Understand, I guess. However, can you divulge whether the data mining solution you use is open source or not? thanks
Some OS; some not. If you really want to try to start learning a very capable OS tool for data mining, I'd recommend R.
dtrader, just curious if you feel R is better to delve into for data mining than rapidminer? I assume you do as you almost stated as much, but do the capabilities of R match-up to rapidminer? What would be some of the advantages of R? thanks
Between R and RM, R is much more flexible and IMO, easier to use. Rapid Miner does not have much literature last I checked, either. It takes a while to understand how to put things together on RM; and if you aren't already proficient in data mining concepts, you will have a hard time understanding how to put together a RM script.

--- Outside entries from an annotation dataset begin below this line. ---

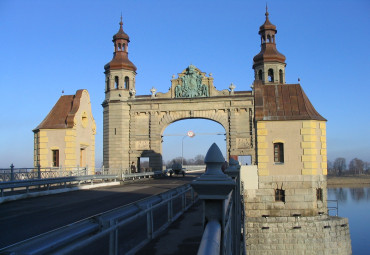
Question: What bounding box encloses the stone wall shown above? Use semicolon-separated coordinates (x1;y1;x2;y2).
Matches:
245;215;352;255
244;175;327;217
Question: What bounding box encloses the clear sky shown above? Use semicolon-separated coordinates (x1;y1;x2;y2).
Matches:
0;0;370;167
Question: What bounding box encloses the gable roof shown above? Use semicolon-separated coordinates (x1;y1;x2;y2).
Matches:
254;82;326;121
33;89;84;132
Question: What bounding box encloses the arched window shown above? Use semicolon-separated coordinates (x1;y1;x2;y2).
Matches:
279;69;284;83
268;69;274;82
114;76;119;89
107;78;110;91
274;143;284;163
125;76;130;89
258;70;262;81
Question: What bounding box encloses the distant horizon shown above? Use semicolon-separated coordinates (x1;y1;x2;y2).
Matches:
0;0;370;168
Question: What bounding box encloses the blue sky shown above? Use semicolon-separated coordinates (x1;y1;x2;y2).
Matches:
0;0;370;167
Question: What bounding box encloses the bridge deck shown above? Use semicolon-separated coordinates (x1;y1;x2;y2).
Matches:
136;201;203;255
0;174;199;248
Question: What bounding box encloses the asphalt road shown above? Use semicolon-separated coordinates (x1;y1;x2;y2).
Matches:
0;173;200;248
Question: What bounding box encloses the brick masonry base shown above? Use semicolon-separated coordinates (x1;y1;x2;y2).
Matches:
245;215;352;255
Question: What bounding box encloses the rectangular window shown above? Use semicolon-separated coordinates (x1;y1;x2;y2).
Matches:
80;148;86;167
274;143;284;163
275;189;285;203
52;150;59;167
316;188;322;201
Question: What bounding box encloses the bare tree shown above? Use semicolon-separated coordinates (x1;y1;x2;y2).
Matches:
333;158;347;175
327;160;335;174
349;158;364;174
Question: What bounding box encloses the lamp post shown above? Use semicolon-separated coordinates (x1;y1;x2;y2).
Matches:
181;131;195;167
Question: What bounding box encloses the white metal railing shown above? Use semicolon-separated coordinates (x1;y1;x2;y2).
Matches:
0;164;94;182
0;184;197;255
191;143;245;255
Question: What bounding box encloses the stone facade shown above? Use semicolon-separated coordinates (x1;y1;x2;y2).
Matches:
102;22;255;170
102;10;351;254
246;216;352;255
33;90;96;172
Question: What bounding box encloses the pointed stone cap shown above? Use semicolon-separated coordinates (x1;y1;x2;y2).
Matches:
191;143;235;200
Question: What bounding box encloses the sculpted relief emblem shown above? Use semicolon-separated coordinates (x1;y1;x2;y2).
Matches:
236;138;251;149
175;65;209;98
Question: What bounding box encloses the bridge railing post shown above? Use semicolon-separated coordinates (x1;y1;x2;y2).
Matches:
191;143;235;254
225;158;244;254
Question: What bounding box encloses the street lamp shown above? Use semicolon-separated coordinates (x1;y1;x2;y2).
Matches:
181;131;195;167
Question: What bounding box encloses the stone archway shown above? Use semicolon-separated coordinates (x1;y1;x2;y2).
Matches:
104;66;255;170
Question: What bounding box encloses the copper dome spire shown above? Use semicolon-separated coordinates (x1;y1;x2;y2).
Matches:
104;14;136;72
253;5;286;68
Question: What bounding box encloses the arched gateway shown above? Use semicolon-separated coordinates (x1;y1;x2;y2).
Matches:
102;16;255;169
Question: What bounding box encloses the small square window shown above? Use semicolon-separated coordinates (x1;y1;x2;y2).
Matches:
274;143;284;163
316;188;322;201
52;150;59;167
275;189;285;203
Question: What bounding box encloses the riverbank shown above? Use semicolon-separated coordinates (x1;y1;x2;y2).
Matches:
327;175;370;188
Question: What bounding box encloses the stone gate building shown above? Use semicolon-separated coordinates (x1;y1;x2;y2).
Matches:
102;10;351;254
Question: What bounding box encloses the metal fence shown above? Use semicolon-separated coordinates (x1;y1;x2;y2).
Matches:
191;144;245;255
0;164;94;182
0;184;197;255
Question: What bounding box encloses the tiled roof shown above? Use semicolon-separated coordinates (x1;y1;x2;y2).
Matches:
254;82;326;121
33;89;83;131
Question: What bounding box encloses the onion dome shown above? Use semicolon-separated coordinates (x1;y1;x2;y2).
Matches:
253;6;286;68
104;16;136;72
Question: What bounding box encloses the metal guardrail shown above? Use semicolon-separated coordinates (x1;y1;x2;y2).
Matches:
198;220;222;255
191;143;245;255
0;184;197;255
0;165;92;183
0;175;118;197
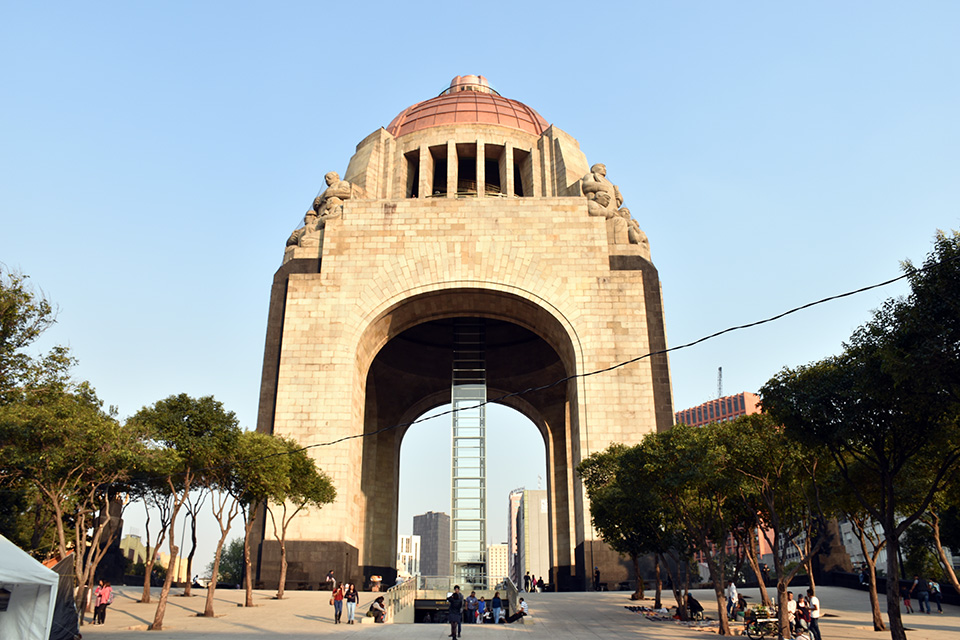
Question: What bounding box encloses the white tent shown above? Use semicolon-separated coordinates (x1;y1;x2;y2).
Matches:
0;535;60;640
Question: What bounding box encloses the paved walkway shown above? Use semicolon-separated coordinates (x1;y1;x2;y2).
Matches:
81;587;960;640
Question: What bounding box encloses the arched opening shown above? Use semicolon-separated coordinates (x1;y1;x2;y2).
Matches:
358;290;583;588
397;404;550;584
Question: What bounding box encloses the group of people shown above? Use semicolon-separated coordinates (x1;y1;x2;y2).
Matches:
93;580;113;624
787;589;822;640
330;581;362;624
447;585;530;638
523;571;544;593
903;575;943;614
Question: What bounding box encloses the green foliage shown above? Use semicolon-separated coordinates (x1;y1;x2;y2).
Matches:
577;444;662;557
207;538;243;584
128;393;241;490
762;233;960;536
0;264;64;404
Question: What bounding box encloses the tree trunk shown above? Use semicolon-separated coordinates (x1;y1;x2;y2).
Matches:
803;534;817;595
653;555;663;609
657;553;690;620
149;480;192;631
924;511;960;593
140;536;163;603
203;526;230;618
150;540;180;631
705;554;733;636
864;550;887;631
243;505;256;607
630;553;643;600
883;532;907;640
277;530;287;600
183;513;197;598
746;530;779;607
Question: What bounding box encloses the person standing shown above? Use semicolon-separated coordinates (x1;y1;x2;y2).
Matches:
787;591;797;635
727;580;739;618
910;575;930;615
343;584;360;624
93;580;113;624
465;591;480;624
490;591;503;624
796;593;810;635
447;585;463;638
331;585;343;624
807;589;822;640
930;580;943;613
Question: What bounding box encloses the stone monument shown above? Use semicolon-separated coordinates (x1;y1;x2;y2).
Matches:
255;76;673;589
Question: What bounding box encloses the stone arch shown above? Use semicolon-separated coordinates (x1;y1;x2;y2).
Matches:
354;284;583;582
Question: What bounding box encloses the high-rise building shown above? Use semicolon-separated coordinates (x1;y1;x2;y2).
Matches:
516;489;550;585
487;542;508;589
413;511;450;576
673;391;760;427
507;489;523;585
397;535;420;578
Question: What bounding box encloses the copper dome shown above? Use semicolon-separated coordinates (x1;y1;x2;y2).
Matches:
387;76;550;138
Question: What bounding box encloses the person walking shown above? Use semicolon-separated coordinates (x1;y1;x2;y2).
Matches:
930;580;943;613
464;591;480;624
910;575;930;615
367;596;387;624
490;591;503;624
727;580;740;618
796;593;810;635
787;591;797;635
330;585;343;624
93;580;113;624
807;589;822;640
447;585;463;638
343;584;360;624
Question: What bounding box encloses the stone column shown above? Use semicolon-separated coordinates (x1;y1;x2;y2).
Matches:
477;140;487;198
419;144;433;198
501;142;515;198
447;140;460;198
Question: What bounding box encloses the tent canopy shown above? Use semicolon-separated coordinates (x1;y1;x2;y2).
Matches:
0;535;60;640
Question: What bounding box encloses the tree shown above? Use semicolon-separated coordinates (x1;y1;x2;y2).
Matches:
0;380;144;624
0;263;61;404
577;444;655;599
762;232;960;640
920;477;960;593
128;464;176;604
128;393;240;631
622;424;747;635
725;414;823;635
183;487;209;598
264;438;337;600
824;461;886;631
207;538;243;585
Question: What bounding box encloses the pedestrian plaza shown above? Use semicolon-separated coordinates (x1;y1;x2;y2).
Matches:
81;587;960;640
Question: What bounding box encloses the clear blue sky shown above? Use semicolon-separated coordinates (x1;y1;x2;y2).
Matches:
0;1;960;564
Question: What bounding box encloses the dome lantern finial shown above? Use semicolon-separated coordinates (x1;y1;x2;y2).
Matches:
440;75;500;96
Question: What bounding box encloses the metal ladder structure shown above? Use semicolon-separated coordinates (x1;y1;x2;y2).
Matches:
450;318;487;589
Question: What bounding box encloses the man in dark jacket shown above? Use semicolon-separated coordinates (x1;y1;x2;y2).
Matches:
447;585;463;638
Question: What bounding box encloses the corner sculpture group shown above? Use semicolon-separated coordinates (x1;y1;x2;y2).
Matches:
287;163;650;247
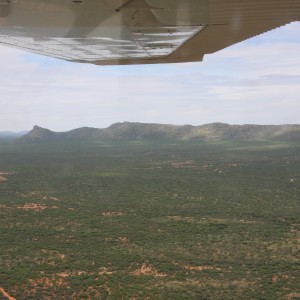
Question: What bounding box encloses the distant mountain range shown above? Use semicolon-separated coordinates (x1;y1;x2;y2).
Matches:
17;122;300;143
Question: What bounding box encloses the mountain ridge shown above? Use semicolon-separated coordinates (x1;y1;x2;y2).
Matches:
17;122;300;143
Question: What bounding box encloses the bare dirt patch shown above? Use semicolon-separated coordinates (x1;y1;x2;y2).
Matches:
0;287;16;300
172;160;196;168
16;203;58;211
130;263;167;277
0;176;8;182
29;276;70;289
286;293;300;300
102;211;124;217
184;265;222;272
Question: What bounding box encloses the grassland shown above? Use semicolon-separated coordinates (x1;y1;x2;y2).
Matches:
0;141;300;300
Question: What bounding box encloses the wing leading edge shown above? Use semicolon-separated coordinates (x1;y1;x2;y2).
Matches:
0;0;300;65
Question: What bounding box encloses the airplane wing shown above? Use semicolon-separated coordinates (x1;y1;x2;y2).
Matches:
0;0;300;65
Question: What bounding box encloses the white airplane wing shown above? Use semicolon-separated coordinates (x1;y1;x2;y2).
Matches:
0;0;300;65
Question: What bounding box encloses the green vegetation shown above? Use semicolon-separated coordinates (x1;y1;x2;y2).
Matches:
0;141;300;300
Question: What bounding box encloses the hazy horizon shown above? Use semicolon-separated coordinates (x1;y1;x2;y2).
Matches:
0;22;300;131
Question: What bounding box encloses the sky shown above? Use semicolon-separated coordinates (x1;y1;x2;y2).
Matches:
0;22;300;131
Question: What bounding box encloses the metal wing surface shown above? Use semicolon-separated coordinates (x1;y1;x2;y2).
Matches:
0;0;300;65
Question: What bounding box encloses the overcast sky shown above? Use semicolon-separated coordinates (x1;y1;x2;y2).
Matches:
0;23;300;131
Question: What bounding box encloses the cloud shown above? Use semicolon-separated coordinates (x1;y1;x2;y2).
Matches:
0;23;300;131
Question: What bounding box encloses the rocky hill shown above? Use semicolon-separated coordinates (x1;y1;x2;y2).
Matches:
18;122;300;143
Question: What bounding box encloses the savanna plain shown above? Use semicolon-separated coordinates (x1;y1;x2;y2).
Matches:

I can't think of anything RM can do that R can't. R, however, can do many things RM cannot. As an example,RM cannot solve an AR model parameter on a time series. R has so many capabilities RM lacks, it isn't even funny. R is at 1st a statistical tool, RM is only a data mining tool, with some minor statistical functions. And as I mentioned RM is a GUI resource hog; I experienced many crashes playing with RM-- never in R. Hope that convinces you. I gave an example of a NN for RM on the thread you mentioned. There are also many examples here and on google for R. A good layman's intro to data mining is Data Mining Techniques,Berry/Linnof. Get to understand the basic concepts, and then you can move to many, many R books. Like Data Analysis and Graphics using R, MainDonald, Braun. Cheers. P.S. If you do not have much programming experience, RM might seem simpler to use at it is a GUI. The problem is that it just is not that simple, unfortunately, and there are not many examples nor lit. to understand implementation.
Thanks for the detailed answer. Yes, you have likely convinced me. As I am not really familiar with the workings of R except for what you have mentioned and some that I have read, my big question is would I have access to some of the algorithms that are contained within RM without actually having to program them into R? The way I understand it there are many "modules" (not sure if the right word) out there for R that others have programmed, so maybe that would be my solution? thanks again for your help also, I will take a look at that book rec.
YES! Do not be afraid of R, if you are not a programming guru. Take a little time to play with it; buy a simple book to try examples: http://www.amazon.com/Introductory-...=sr_1_1?ie=UTF8&s=books&qid=1252269370&sr=8-1 I mentioned the 1st book, because it has many data mining function examples, but the above is a good intro. There are also many decent free intro sites on the web. R uses libraries and packages, which in turn contain functions already created for you. There are numerous examples available to play with. An example would be a time series package that contains models like AR, GARCH, etc.
Thanks for that rec as well. Funny, just a little bit ago I saved this one to my list at amazon. Also found this one as well: http://www.amazon.com/Handbook-Stat...TF8&coliid=I20NUHUT4UMPT2&colid=2JJB5F5TAZBVC so will get one of those. While I am at it, and as you are right, I am not programming guru, what language would you recommend to program ideas? Maybe R would do the trick for what I am looking for, not sure. I use VBA in excel right now, but I have seen a lot of comments that it is antiquated, not useful, etc. Not looking to create a full-blown backtesting engine, but just program out some of my analyses and ideas. Do you think learning Java, C++, etc. or something like that would be useful? thanks
Just found this as well: http://rattle.togaware.com/ So, I believe your rec. is the way to go. Seems to be a lot out there for R.
VBA has some limitations and some advantages. I won't argue the philosophies here. But I can tell you that building a full blown back-tester is not impossible in vba. I'll leave it there. If you have not done a lot of programming, I suggest to skip the lower level languages like c#/java etc. They are good at production/efficiency (when ms latencies count), but suck in terms of learning and implementing.